By Mary Agnes Carey, CQ HealthBeat Associate Editor

May 15, 2007 -- House members Tom Allen, D-Maine, and Jo Ann Emerson, R-Mo., Tuesday introduced legislation that would increase funding for research to help health care providers and patients decide which drugs, medical devices, and treatments are the most effective.

The bill (HR 2184) authorizes $3 billion over five years for research by the Agency for Healthcare Research and Quality, which already has done comparative effectiveness reviews on renal artery stenosis, anemia drugs used by cancer patients, and other items. Comparative effectiveness research compares outcomes associated with different therapies for the same condition, allowing providers and patients to avoid ineffective or costly treatments.

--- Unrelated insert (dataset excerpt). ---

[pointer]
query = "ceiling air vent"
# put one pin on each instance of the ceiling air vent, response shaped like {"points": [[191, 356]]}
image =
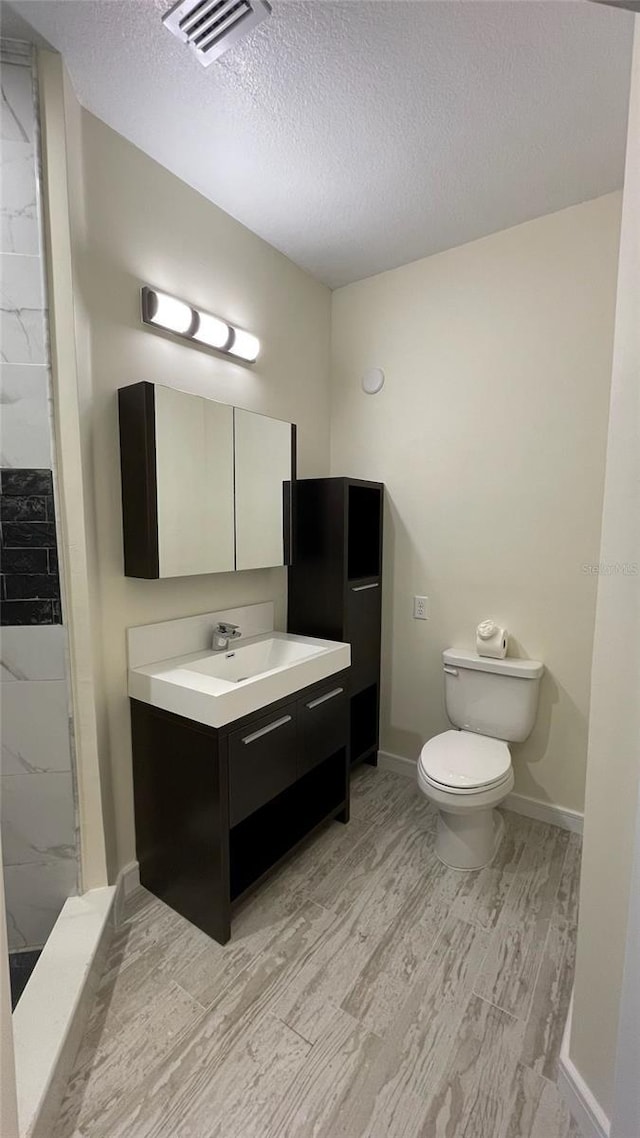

The federal government, as well as health insurers and large employers with self-insured plans, would fund the research, the lawmakers said at a news conference.

"As the demand for quality health care services grows, we must get the best value for our health care dollar," Allen said, adding that such research would be better than television and magazine advertisements that often guide consumer choices.

Emerson called the bill "a no-brainer" that should receive wide bipartisan support due to its promise of saving money and improving health care outcomes nationwide.

Bill Vaughan, senior policy analyst at Consumers Union, said that comparative effectiveness research "is how consumers find out what really works and what's good."

Among its provisions, the legislation would establish a comparative effectiveness advisory board appointed by the Comptroller General at the Government Accountability Office that includes employers, consumers, health care providers, researchers, and others, to provide input on research priorities and methodologies.

Separately, America's Health Insurance Plans and the Blue Cross and Blue Shield Association also have announced proposals for a public-private entity to explore the effectiveness of new and existing medical procedures, drugs, devices, and biologics.